Même les cours d’éducation à la sexualité taisent souvent ces réalités. Ce qui signifie que plusieurs élèves terminent leur scolarité en ayant peu, voire pas du tout abordé des sujets comme l’orientation sexuelle ou l’identité de genre. « En fait, ce silence est parlant, affirme la sociologue. Cela envoie comme message aux jeunes LGBTQ+ ou en questionnement que ce n’est pas correct d’être comme ils le sont. »

Ces élèves non seulement se sentent oubliés, mais ont l’impression de ne pas être importants aux yeux de l’école, poursuit-elle. « C’est aussi problématique pour ceux qui se questionnent sur le plan du genre. Comme on ne parle jamais de ces questions, ils ne se sentent vraiment pas normaux. Et ils ne savent même pas quels mots googler pour trouver de l’information! »

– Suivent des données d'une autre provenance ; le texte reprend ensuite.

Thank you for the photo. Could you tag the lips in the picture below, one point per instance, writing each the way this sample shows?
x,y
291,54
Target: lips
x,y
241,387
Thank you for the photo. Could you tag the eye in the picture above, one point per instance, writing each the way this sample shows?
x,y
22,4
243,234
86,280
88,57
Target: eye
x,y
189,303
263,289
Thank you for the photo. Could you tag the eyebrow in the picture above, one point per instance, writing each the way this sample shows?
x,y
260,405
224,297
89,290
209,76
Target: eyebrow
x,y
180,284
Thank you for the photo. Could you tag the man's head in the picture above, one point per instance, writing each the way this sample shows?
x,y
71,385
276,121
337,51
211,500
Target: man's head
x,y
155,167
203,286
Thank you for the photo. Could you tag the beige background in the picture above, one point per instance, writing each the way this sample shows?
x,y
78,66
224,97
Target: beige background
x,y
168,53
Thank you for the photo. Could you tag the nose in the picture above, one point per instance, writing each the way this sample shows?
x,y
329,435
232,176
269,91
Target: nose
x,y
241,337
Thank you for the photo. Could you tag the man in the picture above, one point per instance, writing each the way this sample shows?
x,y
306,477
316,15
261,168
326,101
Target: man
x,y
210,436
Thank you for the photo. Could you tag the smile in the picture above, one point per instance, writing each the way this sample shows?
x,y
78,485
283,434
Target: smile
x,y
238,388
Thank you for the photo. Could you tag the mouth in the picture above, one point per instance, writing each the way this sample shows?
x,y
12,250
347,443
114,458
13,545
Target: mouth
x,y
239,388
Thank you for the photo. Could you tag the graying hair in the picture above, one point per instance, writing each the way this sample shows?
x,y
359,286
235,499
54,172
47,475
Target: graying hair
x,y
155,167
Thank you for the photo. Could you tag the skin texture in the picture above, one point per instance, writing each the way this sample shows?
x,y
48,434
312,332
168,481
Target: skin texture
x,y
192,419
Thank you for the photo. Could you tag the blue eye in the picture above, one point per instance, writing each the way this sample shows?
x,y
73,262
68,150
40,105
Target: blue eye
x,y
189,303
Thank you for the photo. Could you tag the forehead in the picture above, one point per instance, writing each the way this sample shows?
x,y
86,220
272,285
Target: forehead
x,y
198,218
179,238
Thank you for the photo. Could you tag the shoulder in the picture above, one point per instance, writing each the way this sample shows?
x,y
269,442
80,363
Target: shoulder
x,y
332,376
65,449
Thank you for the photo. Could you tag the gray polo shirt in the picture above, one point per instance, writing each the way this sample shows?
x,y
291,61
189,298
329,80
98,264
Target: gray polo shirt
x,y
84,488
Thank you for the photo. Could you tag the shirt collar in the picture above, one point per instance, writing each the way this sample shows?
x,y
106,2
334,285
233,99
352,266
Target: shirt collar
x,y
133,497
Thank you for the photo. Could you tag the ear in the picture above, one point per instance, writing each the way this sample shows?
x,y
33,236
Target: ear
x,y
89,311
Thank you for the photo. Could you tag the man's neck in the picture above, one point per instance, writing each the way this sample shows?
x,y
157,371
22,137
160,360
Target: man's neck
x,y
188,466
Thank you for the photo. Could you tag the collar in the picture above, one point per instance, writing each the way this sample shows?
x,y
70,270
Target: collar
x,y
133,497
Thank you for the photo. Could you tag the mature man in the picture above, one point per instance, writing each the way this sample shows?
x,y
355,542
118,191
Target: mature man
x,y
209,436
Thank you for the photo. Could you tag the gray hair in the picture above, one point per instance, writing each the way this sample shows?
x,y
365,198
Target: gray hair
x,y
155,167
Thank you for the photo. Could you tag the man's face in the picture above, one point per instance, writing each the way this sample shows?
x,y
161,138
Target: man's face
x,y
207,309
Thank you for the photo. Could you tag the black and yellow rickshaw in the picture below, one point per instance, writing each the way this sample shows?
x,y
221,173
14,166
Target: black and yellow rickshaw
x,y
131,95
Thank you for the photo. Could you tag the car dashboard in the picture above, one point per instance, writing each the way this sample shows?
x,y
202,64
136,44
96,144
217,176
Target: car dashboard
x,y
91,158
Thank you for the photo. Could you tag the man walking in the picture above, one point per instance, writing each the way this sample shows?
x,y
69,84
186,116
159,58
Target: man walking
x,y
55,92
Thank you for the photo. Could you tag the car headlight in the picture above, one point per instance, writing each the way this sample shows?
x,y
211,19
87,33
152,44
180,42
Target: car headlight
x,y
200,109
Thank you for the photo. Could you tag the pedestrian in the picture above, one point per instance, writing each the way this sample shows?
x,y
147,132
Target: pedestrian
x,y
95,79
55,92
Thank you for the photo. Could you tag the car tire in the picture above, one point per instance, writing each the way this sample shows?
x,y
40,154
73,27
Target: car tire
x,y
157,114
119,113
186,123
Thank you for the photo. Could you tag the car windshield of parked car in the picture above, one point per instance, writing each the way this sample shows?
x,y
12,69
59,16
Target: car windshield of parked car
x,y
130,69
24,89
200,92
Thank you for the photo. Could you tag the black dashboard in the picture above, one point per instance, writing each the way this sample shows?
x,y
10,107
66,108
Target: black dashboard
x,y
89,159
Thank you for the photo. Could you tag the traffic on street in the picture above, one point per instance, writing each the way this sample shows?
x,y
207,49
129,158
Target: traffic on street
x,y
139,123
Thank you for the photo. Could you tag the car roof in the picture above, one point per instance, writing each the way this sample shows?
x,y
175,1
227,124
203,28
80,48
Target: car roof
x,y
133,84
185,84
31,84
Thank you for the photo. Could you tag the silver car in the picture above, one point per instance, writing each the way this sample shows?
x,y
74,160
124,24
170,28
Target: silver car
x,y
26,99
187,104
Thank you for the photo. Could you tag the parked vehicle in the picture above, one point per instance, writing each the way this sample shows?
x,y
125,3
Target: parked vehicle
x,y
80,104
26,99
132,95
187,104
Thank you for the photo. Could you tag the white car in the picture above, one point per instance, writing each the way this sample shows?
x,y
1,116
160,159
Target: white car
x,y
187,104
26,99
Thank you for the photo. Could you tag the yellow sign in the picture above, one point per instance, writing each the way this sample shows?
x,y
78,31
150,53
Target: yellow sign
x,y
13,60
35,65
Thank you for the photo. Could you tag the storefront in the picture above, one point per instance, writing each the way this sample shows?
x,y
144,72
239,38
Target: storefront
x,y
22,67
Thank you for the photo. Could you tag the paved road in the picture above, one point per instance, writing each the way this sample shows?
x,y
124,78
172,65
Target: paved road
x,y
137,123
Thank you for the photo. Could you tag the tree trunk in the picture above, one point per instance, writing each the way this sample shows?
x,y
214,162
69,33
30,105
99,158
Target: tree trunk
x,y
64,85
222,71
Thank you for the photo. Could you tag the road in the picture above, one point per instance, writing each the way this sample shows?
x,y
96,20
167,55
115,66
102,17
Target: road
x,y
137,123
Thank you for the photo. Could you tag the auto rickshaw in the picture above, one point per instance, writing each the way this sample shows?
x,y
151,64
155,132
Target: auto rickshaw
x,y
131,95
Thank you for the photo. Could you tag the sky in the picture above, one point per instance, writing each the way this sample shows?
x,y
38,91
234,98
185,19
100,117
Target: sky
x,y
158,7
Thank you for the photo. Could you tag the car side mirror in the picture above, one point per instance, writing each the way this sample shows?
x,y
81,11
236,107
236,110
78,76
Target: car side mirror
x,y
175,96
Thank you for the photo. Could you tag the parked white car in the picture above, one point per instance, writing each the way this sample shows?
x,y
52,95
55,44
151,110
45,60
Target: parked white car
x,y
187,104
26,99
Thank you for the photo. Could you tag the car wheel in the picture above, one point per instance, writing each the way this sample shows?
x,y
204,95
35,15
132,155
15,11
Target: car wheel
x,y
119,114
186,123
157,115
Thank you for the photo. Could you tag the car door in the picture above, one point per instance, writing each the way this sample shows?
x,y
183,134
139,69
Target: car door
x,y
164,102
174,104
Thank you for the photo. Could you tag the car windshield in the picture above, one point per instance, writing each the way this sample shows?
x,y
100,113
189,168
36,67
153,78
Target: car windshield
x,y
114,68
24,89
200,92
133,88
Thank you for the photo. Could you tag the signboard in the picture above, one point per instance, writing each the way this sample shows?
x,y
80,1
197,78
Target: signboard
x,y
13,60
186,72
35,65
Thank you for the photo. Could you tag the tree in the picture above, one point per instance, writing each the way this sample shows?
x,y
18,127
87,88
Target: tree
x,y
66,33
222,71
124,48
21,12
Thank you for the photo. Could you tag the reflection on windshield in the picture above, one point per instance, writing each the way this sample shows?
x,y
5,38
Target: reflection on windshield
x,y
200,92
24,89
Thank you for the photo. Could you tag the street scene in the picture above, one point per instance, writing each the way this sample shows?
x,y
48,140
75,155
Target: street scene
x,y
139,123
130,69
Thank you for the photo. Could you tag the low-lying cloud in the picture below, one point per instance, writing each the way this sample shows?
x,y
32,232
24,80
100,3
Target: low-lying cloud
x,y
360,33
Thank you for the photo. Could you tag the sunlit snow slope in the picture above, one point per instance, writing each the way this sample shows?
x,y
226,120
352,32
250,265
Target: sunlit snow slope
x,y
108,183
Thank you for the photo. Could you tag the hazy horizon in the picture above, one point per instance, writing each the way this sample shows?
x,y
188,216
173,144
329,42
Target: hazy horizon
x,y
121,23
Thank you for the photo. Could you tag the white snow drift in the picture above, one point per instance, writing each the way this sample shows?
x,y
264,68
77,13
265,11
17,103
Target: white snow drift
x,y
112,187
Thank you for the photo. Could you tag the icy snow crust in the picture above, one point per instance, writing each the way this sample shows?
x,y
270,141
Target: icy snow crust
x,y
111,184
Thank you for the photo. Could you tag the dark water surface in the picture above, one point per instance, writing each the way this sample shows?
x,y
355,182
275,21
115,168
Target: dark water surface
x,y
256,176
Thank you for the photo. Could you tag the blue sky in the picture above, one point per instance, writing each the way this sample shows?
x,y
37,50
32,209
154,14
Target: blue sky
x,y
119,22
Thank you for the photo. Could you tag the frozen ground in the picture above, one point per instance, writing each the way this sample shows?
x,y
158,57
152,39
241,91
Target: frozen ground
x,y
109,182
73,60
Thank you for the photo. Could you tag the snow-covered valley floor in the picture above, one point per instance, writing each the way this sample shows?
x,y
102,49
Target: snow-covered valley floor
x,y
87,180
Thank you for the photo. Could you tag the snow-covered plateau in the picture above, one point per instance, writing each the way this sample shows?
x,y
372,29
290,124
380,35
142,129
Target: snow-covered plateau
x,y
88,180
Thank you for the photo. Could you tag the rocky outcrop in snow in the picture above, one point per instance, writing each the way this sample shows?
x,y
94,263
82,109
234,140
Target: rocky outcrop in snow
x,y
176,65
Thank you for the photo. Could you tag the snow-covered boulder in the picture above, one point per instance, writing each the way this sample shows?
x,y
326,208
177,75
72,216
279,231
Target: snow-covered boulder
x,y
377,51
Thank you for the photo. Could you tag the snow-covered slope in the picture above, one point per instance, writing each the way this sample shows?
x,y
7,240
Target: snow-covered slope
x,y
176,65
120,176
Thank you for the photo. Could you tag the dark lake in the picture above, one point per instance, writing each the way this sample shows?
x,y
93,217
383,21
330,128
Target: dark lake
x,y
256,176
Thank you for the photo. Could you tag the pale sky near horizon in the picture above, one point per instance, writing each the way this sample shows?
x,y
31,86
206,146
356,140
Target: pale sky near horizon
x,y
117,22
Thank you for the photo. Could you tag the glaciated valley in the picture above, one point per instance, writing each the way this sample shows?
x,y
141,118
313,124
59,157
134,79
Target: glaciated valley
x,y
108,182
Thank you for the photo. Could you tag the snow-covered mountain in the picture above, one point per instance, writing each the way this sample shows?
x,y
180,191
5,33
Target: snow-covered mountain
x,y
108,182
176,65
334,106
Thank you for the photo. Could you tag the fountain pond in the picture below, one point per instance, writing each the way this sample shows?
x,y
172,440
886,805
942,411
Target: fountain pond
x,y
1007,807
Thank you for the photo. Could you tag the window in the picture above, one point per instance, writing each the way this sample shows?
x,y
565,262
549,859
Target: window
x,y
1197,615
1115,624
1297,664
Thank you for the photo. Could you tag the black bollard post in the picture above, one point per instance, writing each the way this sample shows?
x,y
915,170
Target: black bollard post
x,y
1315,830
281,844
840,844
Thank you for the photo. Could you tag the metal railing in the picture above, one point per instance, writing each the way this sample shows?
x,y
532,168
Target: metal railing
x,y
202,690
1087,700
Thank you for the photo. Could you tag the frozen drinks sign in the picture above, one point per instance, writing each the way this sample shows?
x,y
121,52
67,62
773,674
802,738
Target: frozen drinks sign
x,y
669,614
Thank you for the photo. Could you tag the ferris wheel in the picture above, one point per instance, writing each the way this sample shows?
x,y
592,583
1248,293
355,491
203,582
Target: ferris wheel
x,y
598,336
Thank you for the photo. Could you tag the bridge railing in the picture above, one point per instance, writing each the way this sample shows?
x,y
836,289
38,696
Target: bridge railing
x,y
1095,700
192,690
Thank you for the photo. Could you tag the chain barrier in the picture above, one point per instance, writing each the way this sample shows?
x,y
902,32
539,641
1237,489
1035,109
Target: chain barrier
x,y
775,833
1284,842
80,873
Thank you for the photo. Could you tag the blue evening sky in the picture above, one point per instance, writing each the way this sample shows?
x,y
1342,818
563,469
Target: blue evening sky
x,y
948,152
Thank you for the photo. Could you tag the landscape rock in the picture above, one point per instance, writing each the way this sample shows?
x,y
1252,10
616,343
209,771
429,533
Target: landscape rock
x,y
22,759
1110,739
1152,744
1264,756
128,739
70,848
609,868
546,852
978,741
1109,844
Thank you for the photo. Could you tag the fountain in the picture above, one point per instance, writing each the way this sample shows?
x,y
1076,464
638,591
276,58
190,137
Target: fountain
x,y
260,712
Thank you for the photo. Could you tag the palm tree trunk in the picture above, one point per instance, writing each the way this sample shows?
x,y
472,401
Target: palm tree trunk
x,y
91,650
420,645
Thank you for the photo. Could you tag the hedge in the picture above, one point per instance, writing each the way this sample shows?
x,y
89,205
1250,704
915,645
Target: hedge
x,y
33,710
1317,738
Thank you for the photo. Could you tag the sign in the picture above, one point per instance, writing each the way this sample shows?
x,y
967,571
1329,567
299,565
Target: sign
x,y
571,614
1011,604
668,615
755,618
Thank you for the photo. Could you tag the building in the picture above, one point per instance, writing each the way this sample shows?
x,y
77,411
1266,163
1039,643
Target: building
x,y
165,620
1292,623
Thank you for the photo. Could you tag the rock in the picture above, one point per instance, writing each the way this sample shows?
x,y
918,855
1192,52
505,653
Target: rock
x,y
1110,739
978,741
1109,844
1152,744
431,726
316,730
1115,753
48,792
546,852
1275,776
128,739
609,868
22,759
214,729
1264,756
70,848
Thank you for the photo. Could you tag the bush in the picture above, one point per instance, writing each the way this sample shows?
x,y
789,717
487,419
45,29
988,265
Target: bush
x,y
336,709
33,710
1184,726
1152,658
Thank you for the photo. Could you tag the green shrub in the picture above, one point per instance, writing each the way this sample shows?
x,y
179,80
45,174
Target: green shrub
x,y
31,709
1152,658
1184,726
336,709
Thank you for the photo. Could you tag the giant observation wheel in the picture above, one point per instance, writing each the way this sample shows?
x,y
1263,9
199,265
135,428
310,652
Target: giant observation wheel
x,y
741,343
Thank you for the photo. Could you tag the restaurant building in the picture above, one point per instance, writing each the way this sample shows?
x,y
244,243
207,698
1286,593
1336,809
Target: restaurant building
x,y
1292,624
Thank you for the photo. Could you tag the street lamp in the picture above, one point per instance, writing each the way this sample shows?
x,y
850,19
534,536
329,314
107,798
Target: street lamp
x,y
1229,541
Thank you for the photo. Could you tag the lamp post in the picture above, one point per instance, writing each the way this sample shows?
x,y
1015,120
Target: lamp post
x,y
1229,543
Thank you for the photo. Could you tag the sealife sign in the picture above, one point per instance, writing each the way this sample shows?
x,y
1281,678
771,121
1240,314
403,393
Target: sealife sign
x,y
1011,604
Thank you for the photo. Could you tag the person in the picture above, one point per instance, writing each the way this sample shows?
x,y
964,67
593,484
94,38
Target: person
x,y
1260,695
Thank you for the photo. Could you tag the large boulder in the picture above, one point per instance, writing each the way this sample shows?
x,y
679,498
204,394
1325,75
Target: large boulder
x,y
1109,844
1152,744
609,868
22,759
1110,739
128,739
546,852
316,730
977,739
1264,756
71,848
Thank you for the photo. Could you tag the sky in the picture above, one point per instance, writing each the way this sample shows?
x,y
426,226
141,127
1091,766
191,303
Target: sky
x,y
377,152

Bref, ces sujets sont bien souvent encore tabous, constate Gabrielle Richard. « Plusieurs profs n’osent pas en parler, car ils craignent les réactions des élèves et des parents, et je ne les blâme pas. » Souvent, le personnel enseignant est mal outillé et manque de connaissances pour le faire, observe-t-elle. Ce qui ne veut pas dire qu’il faut balayer ces questions sous le tapis pour autant. « Ce dont tout le monde aurait besoin, et pas seulement les élèves LGBTQ+, c’est d’une éducation qui ouvre les horizons, qui est émancipatrice, qui n’enferme pas les gens dans de petites cases dès l’enfance. »

« Depuis quand sais-tu que tu es hétérosexuel? As-tu révélé tes tendances hétérosexuelles à tes proches? Comment ont-ils réagi? Le simple fait que cela ne se demande pas habituellement, montre à quel point ce n’est jamais remis en question. »

Remettre en question les codes

Pour améliorer la situation, les écoles devraient revoir leurs façons de faire, estime la chercheure. « Actuellement, la majorité des écoles a adopté une approche pédagogique inclusive, rappelle Gabrielle Richard. Cela signifie que les enseignantes et enseignants sont invités à ajouter du contenu montrant la diversité dans leurs cours, en mettant à l’horaire la lecture d’un livre écrit par une personne homosexuelle ou racisée, par exemple. » Une approche louable, mais qui n’est pas suffisante pour changer les mentalités à long terme, en plus d’être difficile à maintenir.

La sociologue prône plutôt une « éducation antioppressive », où profs et élèves identifient et mettent en doute les normes sociales véhiculées à travers le programme éducatif. Pour cela, elle suggère plusieurs exercices pratiques dans son livre, comme le questionnaire hétérosexuel. « Depuis quand sais-tu que tu es hétérosexuel? As-tu révélé tes tendances hétérosexuelles à tes proches? Comment ont-ils réagi? Le simple fait que cela ne se demande pas habituellement, montre à quel point ce n’est jamais remis en question. » Pour les plus petits, il est possible de souligner le manque de diversité ou les stéréotypes dans une histoire, par exemple. « En fait, cette approche permet de susciter la réflexion et de développer ce réflexe critique chez les élèves », souligne-t-elle.

« On a souvent l’impression qu’aborder en classe l’homosexualité ne servira qu’à un élève par classe, mais c’est faux. Tous les élèves se questionnent sur des sujets comme l’identité. »

La sociologue lance aussi plusieurs autres idées, comme le fait d’adopter un langage inclusif ou même de se présenter, en début d’année, avec son pronom en signe d’ouverture. « Mais, comme il s’agit de biais et de normes souvent inconscients, ce n’est pas facile à déconstruire », pense-t-elle. Pour cela, elle estime que la formation des enseignants devrait inclure des cours sur la pédagogie antioppressive, qui touche toutes les formes d’exclusion, ainsi qu’une réflexion pour identifier ses propres préjugés.

Bref, l’école doit mettre en place un climat d’inclusion, permettant à l’ensemble des élèves de s’épanouir. « On a souvent l’impression qu’aborder en classe l’homosexualité ne servira qu’à un élève par classe, mais c’est faux. Il ne faut pas se voiler le visage : tous les élèves se questionnent sur des sujets comme l’identité, sur la façon de savoir si on est attiré par l’autre ou si c’est simplement de l’amitié, sur le fait de porter certains vêtements ou non. » L’école doit donc ouvrir le champ des possibles des élèves. « C’est essentiel pour former des citoyens qui seront aptes à jouer leur rôle dans une société démocratique et plurielle », conclut-elle.